El autor de la carta a los Hebreos, quiere establecer la superioridad del nuevo culto
realizado por Cristo, con su propia oblación, por sobre el culto, establecido por la
Ley de Moisés. En este nuevo estado, tiene su origen en la entrega total de Jesús a
la voluntad del Padre. Sacrificio, por el cual nosotros, somos santificados, y no
como fruto de ritos y sacrificios ineficaces. Entrega sacrificial de Cristo, que
comienza en la Encarnación y culmina en la Cruz, con una entrega de toda su vida
al servicio de la voluntad de Dios Padre y de los hombres.
c.- Lc. 1, 39-45: Visita de María a Isabel.
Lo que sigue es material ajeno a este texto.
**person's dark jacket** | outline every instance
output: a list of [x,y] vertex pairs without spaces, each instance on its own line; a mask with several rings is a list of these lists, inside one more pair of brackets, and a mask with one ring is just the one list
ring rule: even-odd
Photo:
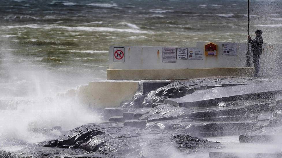
[[260,55],[262,54],[262,47],[264,41],[261,36],[257,36],[253,40],[249,40],[249,42],[252,46],[251,51],[253,53]]

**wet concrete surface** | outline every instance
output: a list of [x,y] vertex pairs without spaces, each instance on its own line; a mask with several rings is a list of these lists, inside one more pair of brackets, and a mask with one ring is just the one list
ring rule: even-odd
[[[55,152],[58,157],[207,158],[210,151],[245,153],[250,150],[253,154],[250,155],[255,157],[270,155],[264,155],[267,153],[276,156],[281,150],[271,150],[276,144],[264,146],[260,142],[257,146],[239,140],[239,135],[282,136],[282,104],[275,97],[282,90],[279,80],[203,78],[173,82],[145,94],[138,92],[120,108],[104,109],[104,120],[110,122],[76,128],[57,139],[40,143],[40,147],[71,150]],[[165,102],[182,100],[183,96],[190,96],[190,101],[210,100],[212,103],[179,106]],[[229,136],[236,138],[229,140]],[[223,143],[214,142],[218,141]],[[71,150],[82,150],[72,153]],[[263,154],[256,155],[260,152]],[[236,156],[220,153],[213,155]],[[238,157],[247,157],[240,155]]]

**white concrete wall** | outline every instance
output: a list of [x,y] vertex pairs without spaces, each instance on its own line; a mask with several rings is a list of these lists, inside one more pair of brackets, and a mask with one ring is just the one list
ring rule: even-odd
[[[196,47],[204,49],[208,42],[198,42]],[[244,43],[215,42],[217,45],[217,56],[204,55],[203,59],[176,60],[176,63],[162,62],[162,47],[141,46],[110,46],[109,68],[110,69],[150,69],[202,68],[218,68],[244,67],[246,65],[247,45]],[[222,55],[223,44],[237,45],[237,55]],[[125,48],[124,62],[114,62],[114,47]],[[188,48],[187,47],[187,48]],[[267,76],[282,76],[280,70],[282,60],[280,57],[282,52],[282,44],[271,45],[264,44],[263,52],[260,63],[261,74]],[[253,56],[251,53],[251,65],[253,66]]]
[[139,82],[130,81],[91,81],[88,85],[60,94],[61,99],[72,98],[90,107],[119,107],[122,102],[130,99],[139,88]]

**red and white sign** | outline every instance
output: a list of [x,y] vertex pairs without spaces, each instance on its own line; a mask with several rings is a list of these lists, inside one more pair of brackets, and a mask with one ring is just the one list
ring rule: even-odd
[[124,48],[114,47],[114,62],[124,62]]

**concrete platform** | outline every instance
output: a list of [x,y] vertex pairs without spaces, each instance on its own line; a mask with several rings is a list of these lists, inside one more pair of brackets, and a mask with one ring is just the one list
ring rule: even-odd
[[215,106],[221,101],[249,99],[274,98],[282,92],[282,82],[215,88],[196,91],[176,99],[165,100],[165,103],[180,107]]
[[210,158],[281,158],[279,153],[210,152]]
[[239,141],[241,143],[269,143],[282,142],[280,135],[240,135]]
[[215,76],[251,76],[251,68],[177,69],[108,69],[108,80],[182,80]]

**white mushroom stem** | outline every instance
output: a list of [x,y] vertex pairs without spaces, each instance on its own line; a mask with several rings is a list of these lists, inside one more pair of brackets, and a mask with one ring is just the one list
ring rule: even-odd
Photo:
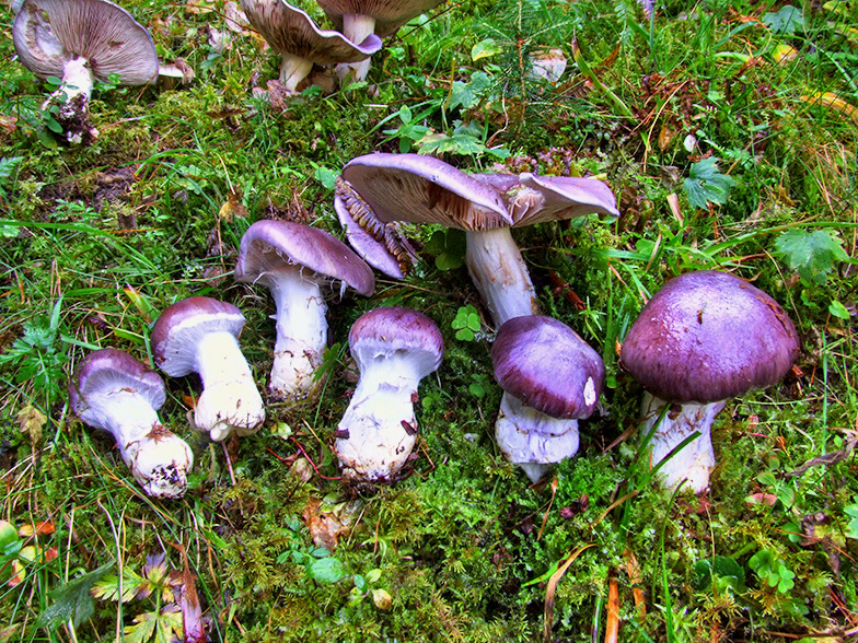
[[265,407],[235,336],[225,330],[206,334],[195,358],[202,393],[194,407],[194,426],[216,442],[233,431],[255,433],[265,420]]
[[465,264],[497,327],[538,314],[536,291],[509,227],[468,231]]
[[327,304],[318,283],[304,279],[299,268],[268,272],[260,281],[277,307],[269,387],[287,399],[303,399],[316,387],[315,372],[327,346]]
[[147,494],[184,495],[194,454],[184,440],[161,425],[142,395],[126,388],[92,393],[81,419],[113,434],[123,461]]
[[505,393],[495,437],[506,458],[537,482],[552,465],[578,453],[578,420],[553,418]]
[[663,487],[675,489],[680,482],[687,479],[688,482],[683,489],[691,489],[695,493],[699,493],[709,486],[709,471],[715,467],[711,425],[712,420],[726,404],[724,400],[720,400],[710,404],[675,405],[675,408],[668,409],[664,418],[659,422],[662,409],[670,402],[645,393],[641,405],[644,413],[641,434],[647,440],[654,431],[649,442],[651,448],[650,466],[654,467],[661,463],[671,451],[693,433],[699,432],[700,434],[659,469]]
[[[404,353],[404,351],[403,351]],[[391,479],[417,442],[413,397],[419,369],[405,354],[379,355],[361,364],[360,381],[338,430],[336,443],[347,477]]]
[[298,91],[298,83],[304,80],[313,70],[313,61],[293,54],[283,54],[280,62],[280,82],[283,83],[286,91]]
[[[356,45],[360,45],[375,33],[375,19],[369,15],[347,13],[343,16],[343,35]],[[355,80],[363,80],[370,72],[371,58],[360,62],[344,62],[345,69],[355,71]],[[340,67],[340,66],[338,66]],[[345,75],[345,74],[344,74]]]

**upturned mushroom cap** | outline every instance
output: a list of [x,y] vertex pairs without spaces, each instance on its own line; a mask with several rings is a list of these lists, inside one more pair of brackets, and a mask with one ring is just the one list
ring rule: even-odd
[[289,221],[257,221],[242,236],[235,279],[265,283],[266,272],[283,265],[305,267],[306,279],[333,278],[370,296],[375,277],[369,266],[333,234]]
[[318,65],[358,62],[381,49],[370,34],[353,43],[340,32],[320,30],[305,11],[286,0],[241,0],[247,21],[278,54],[291,54]]
[[139,394],[153,409],[161,408],[166,400],[164,382],[158,373],[124,351],[106,348],[88,354],[78,366],[69,383],[71,410],[91,426],[106,430],[103,419],[90,412],[86,398],[121,389]]
[[349,349],[361,371],[391,355],[407,355],[422,378],[441,365],[444,340],[436,323],[422,313],[384,306],[358,317],[349,331]]
[[375,34],[383,38],[441,2],[442,0],[321,0],[318,4],[340,31],[346,15],[372,17],[375,21]]
[[102,81],[116,73],[123,84],[142,85],[158,75],[149,32],[107,0],[26,0],[12,39],[21,62],[40,78],[62,78],[73,58],[85,58]]
[[670,402],[708,404],[766,388],[799,354],[796,327],[769,295],[728,272],[688,272],[644,306],[621,365]]
[[605,381],[599,353],[566,324],[540,315],[506,322],[491,361],[503,390],[553,418],[588,418]]
[[512,224],[497,189],[433,156],[366,154],[346,164],[343,178],[384,223],[439,223],[471,231]]
[[155,364],[167,375],[182,377],[197,370],[196,346],[207,332],[230,332],[236,338],[244,315],[230,303],[193,296],[167,306],[150,337]]

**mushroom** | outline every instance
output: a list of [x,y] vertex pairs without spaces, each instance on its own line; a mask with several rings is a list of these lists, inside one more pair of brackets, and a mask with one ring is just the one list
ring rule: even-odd
[[[796,327],[769,295],[728,272],[688,272],[644,306],[619,364],[646,389],[644,435],[664,487],[695,493],[715,467],[715,417],[730,398],[780,382],[799,353]],[[665,408],[666,407],[666,408]]]
[[294,92],[313,63],[357,62],[381,49],[381,38],[367,34],[349,39],[339,32],[320,30],[305,11],[286,0],[241,0],[247,21],[282,56],[280,82]]
[[43,109],[60,100],[57,121],[71,143],[98,135],[88,117],[96,80],[117,74],[121,84],[143,85],[158,77],[158,54],[149,32],[107,0],[25,0],[12,25],[12,39],[24,67],[43,79],[62,79]]
[[[429,11],[442,0],[320,0],[334,26],[356,43],[371,35],[385,37],[424,11]],[[349,61],[346,61],[349,62]],[[363,80],[370,69],[370,60],[349,66],[355,78]]]
[[506,322],[491,346],[503,389],[495,436],[503,455],[536,482],[578,452],[578,420],[589,418],[605,365],[566,324],[531,315]]
[[422,313],[391,306],[355,322],[349,349],[360,379],[335,451],[346,478],[392,481],[417,442],[417,386],[441,365],[443,338]]
[[90,426],[113,434],[143,491],[153,498],[182,498],[194,454],[158,419],[165,399],[161,377],[116,349],[88,354],[69,383],[72,411]]
[[343,178],[382,223],[437,223],[465,231],[465,262],[497,326],[537,313],[536,292],[510,227],[589,212],[618,214],[593,178],[465,174],[419,154],[367,154]]
[[241,241],[235,279],[271,291],[277,342],[271,379],[275,395],[295,401],[316,387],[327,346],[327,304],[321,284],[339,279],[364,296],[375,290],[369,266],[334,235],[288,221],[257,221]]
[[220,442],[233,431],[255,433],[265,407],[239,347],[241,311],[211,297],[193,296],[167,306],[152,327],[155,364],[167,375],[198,373],[202,394],[192,423]]

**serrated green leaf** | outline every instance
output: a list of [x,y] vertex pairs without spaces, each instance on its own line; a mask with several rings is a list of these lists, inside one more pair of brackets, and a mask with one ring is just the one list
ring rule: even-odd
[[50,605],[38,615],[36,626],[54,629],[68,622],[69,619],[74,626],[78,626],[90,618],[95,611],[95,604],[90,592],[93,585],[113,569],[113,562],[105,563],[50,592],[48,594]]
[[849,259],[834,232],[808,232],[796,227],[778,236],[775,255],[781,257],[791,270],[796,270],[802,281],[819,285],[825,283],[837,261]]
[[718,160],[715,156],[692,165],[688,178],[683,182],[688,202],[700,209],[708,208],[710,202],[726,203],[734,185],[732,177],[718,171]]

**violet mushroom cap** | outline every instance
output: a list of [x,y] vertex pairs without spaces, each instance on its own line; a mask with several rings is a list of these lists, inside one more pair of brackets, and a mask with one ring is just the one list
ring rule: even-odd
[[202,393],[193,424],[220,442],[248,435],[265,421],[265,405],[239,347],[242,312],[227,302],[193,296],[167,306],[152,327],[152,356],[173,377],[198,373]]
[[536,292],[510,227],[588,212],[616,215],[602,182],[534,174],[465,174],[432,156],[367,154],[343,168],[383,223],[437,223],[464,230],[465,262],[497,326],[538,312]]
[[746,281],[704,270],[662,287],[631,325],[619,364],[647,390],[644,434],[652,433],[652,466],[700,433],[661,467],[663,486],[687,479],[695,493],[705,490],[716,463],[715,416],[730,398],[780,382],[798,354],[784,308]]
[[294,92],[313,63],[358,62],[381,49],[381,38],[367,34],[350,39],[320,30],[308,13],[286,0],[241,0],[247,21],[282,56],[280,82]]
[[113,434],[123,461],[146,493],[182,498],[194,454],[184,440],[161,424],[156,410],[165,399],[161,377],[116,349],[88,354],[69,383],[74,414]]
[[[12,39],[24,67],[43,79],[62,79],[63,120],[85,120],[95,80],[117,74],[121,84],[142,85],[158,77],[158,54],[149,32],[107,0],[25,0],[12,25]],[[93,138],[97,135],[91,132]],[[69,136],[73,139],[76,133],[82,136]]]
[[321,283],[341,281],[364,296],[375,290],[369,266],[324,230],[288,221],[257,221],[241,241],[235,279],[271,291],[277,342],[270,389],[300,400],[317,386],[315,373],[327,346],[327,304]]
[[[361,42],[375,34],[383,38],[396,33],[413,17],[440,4],[442,0],[320,0],[334,26],[347,38]],[[369,72],[370,61],[350,66],[355,78],[363,80]]]
[[422,313],[391,306],[355,322],[349,349],[360,379],[337,428],[335,451],[346,478],[392,481],[417,442],[417,387],[441,365],[443,338]]
[[605,365],[566,324],[538,315],[506,322],[491,360],[503,389],[495,424],[498,446],[536,482],[578,452],[578,420],[595,409]]

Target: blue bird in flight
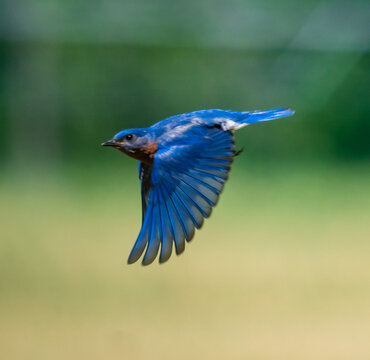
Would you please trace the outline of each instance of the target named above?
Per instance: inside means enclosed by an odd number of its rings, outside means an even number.
[[[143,265],[167,261],[194,237],[228,178],[234,156],[233,132],[246,125],[293,115],[290,109],[267,111],[200,110],[175,115],[149,128],[120,131],[103,146],[139,160],[142,225],[128,258]]]

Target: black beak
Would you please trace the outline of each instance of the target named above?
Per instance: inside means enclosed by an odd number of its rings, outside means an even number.
[[[117,141],[112,139],[112,140],[108,140],[106,141],[105,143],[102,143],[101,144],[102,146],[116,146],[117,145]]]

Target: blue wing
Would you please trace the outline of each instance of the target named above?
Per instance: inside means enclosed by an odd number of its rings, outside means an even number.
[[[143,223],[128,263],[145,250],[143,265],[177,254],[211,215],[236,155],[230,131],[197,127],[186,143],[160,149],[153,166],[141,165]]]

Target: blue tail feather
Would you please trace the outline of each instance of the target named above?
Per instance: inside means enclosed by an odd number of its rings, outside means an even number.
[[[280,119],[286,116],[291,116],[294,114],[294,110],[287,108],[266,110],[266,111],[244,111],[241,112],[241,117],[239,122],[241,124],[253,124],[262,121],[269,121]]]

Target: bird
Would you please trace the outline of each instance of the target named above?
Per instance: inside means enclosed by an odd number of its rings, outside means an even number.
[[[128,257],[166,262],[174,246],[185,250],[195,229],[209,218],[223,190],[240,128],[294,114],[289,108],[266,111],[198,110],[171,116],[148,128],[126,129],[101,145],[139,161],[142,223]]]

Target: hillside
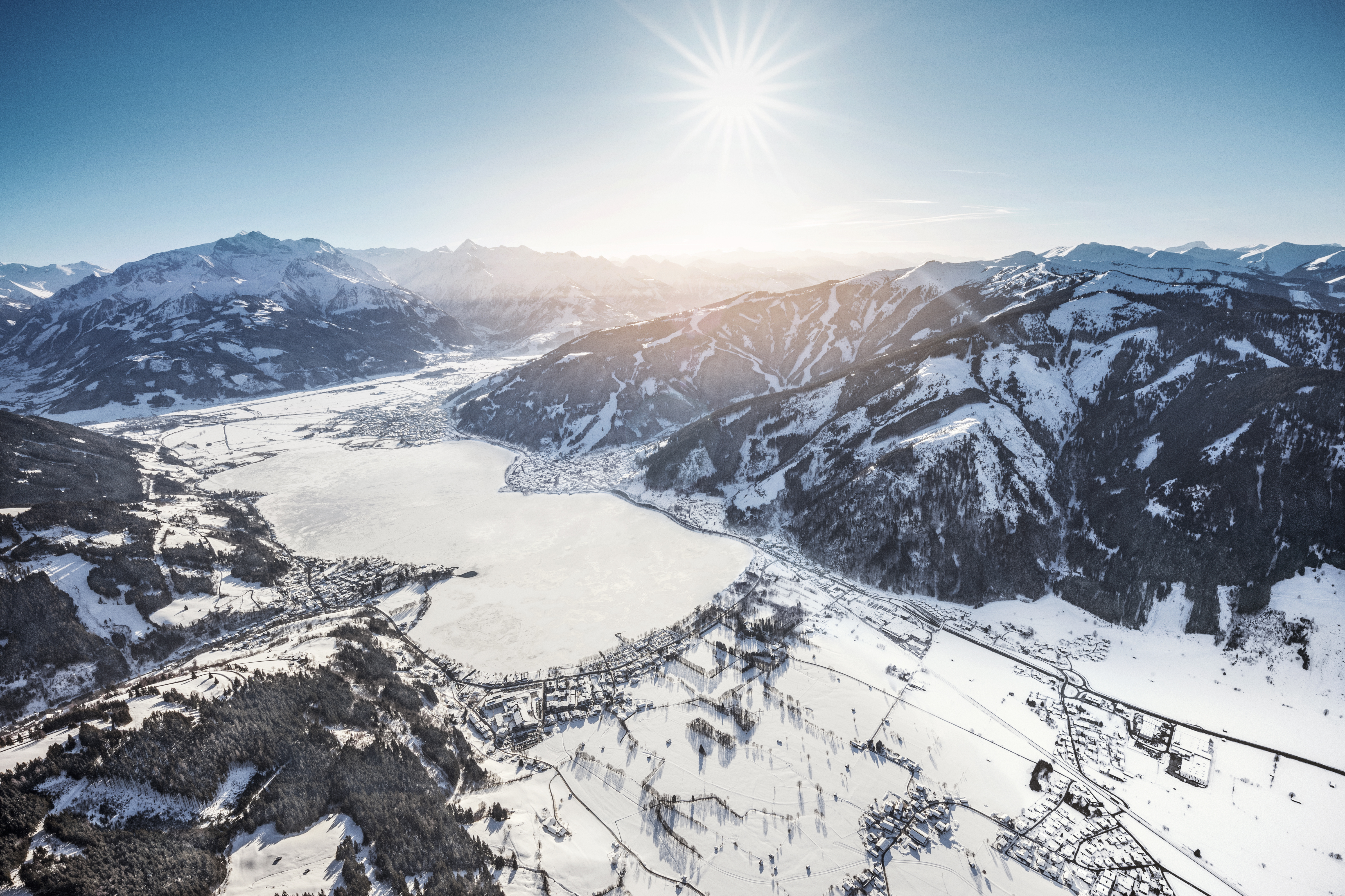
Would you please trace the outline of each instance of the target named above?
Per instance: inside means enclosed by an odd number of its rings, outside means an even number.
[[[1130,626],[1173,599],[1227,635],[1345,547],[1345,296],[1184,259],[1084,244],[745,296],[586,336],[456,414],[561,455],[660,441],[647,488],[884,588],[1056,591]]]
[[[456,320],[319,239],[237,236],[61,289],[0,341],[0,403],[104,419],[417,368]]]

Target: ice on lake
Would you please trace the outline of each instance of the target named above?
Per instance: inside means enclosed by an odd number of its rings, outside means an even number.
[[[709,600],[751,548],[611,494],[502,492],[512,453],[484,442],[346,450],[319,441],[229,470],[299,553],[475,570],[436,584],[412,631],[490,672],[565,665]]]

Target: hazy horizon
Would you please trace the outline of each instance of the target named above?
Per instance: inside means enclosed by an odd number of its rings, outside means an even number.
[[[1338,242],[1342,17],[30,7],[8,23],[0,257],[116,266],[241,228],[607,258]]]

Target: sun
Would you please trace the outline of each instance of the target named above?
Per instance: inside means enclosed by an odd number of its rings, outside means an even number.
[[[691,13],[695,39],[682,40],[632,11],[683,63],[668,71],[683,89],[655,97],[683,106],[674,118],[674,124],[687,126],[679,150],[699,146],[716,153],[724,165],[734,160],[772,163],[771,138],[788,134],[788,118],[810,113],[785,98],[800,86],[785,75],[810,54],[785,52],[790,34],[777,34],[775,13],[775,7],[767,7],[753,15],[744,3],[730,26],[714,3],[707,23]]]

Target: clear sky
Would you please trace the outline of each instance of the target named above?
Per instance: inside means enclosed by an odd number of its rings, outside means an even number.
[[[1345,242],[1338,0],[100,0],[8,4],[3,32],[0,262],[239,230],[608,257]]]

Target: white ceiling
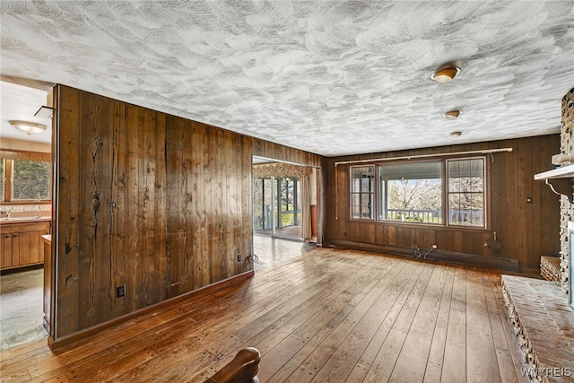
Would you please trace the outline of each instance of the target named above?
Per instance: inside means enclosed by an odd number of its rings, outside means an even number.
[[[0,7],[6,82],[63,83],[326,156],[558,133],[574,87],[571,1]],[[447,63],[461,73],[433,82]],[[0,91],[4,136],[40,97]],[[441,117],[451,109],[458,119]]]

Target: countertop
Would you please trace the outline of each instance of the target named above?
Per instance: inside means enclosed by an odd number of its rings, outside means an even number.
[[[33,217],[4,217],[0,218],[0,225],[13,224],[13,223],[32,223],[32,222],[45,222],[52,221],[52,217],[46,215],[37,215]]]

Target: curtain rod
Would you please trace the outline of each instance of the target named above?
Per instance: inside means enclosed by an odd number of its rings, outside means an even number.
[[[391,161],[391,160],[412,160],[413,158],[444,157],[444,156],[460,155],[460,154],[477,154],[477,153],[491,154],[499,152],[512,152],[512,148],[487,149],[487,150],[482,150],[482,151],[468,151],[468,152],[453,152],[434,153],[434,154],[417,154],[417,155],[406,155],[403,157],[372,158],[369,160],[343,161],[339,162],[335,162],[335,166],[345,165],[348,163],[376,162],[380,161]]]

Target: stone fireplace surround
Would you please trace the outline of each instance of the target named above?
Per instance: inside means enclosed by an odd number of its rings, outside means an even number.
[[[552,186],[561,194],[560,261],[554,257],[552,262],[559,264],[560,280],[502,275],[502,295],[524,362],[522,372],[531,382],[574,382],[574,308],[569,303],[574,293],[574,243],[570,243],[574,240],[574,88],[562,98],[561,153],[554,157],[562,157],[552,158],[559,168],[535,179],[560,173],[560,182],[550,183],[560,185],[557,190]]]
El evangelio, nos presenta a María, la Madre, como la protagonista, por la
proximidad del nacimiento de su Hijo. Su visita a Isabel, encuentra su sentido más
profundo en las palabras que ésta le dirige: “Dichosa tú que has creído, porque lo
que te ha dicho el Señor se cumplirá” (v. 45). En María, se desencadena el
cumplimiento de las promesas hechas por Dios a su pueblo. En Ella convergen
todas las profecías del AT, encarna la espera, porque creyó al Señor cuando dijo:
“Hágase en mí según tu palabra” (Lc. 1, 38). Esa misma actitud, es un eco de la de
Cristo, cuando entró en la historia de los hombres en su Encarnación, como nos
dice la segunda lectura a los Hebreos: “Aquí estoy para hacer tu voluntad” (v.9). La
fe y la obediencia hacen de María, apertura y disponibilidad total ante el Señor,
servicio al Hijo y su obra redentora. Pero como vemos hoy, también es servicio a
los hombres y mujeres, mejor dicho, solicitud maternal, por todos sus hermanos,
como en el caso de su visita a Isabel. En el trasfondo, encontramos el crecimiento
de la fe de María, pasando de la luz de la Encarnación, a la oscuridad del Calvario,
hasta la fuerza renovadora de Pentecostés. En todos ellos, se presenta María como
la Mujer nueva, la Madre, donde la fe la sostuvo en todo momento, como a los
pobres de Yahvé, confiando y esperando la salvación que procede de ÉL. Su fe,
como la nuestra, iba creciendo en la medida que la salvación se hacía presente en
su vida, guardaba esos acontecimientos en su corazón, para orarlos y meditarlos
continuamente. Es lo que denominamos la peregrinación de la fe (cfr. LG 58). La fe
de María, fue mayor que la nuestra, por la cercanía al misterio de su Hijo.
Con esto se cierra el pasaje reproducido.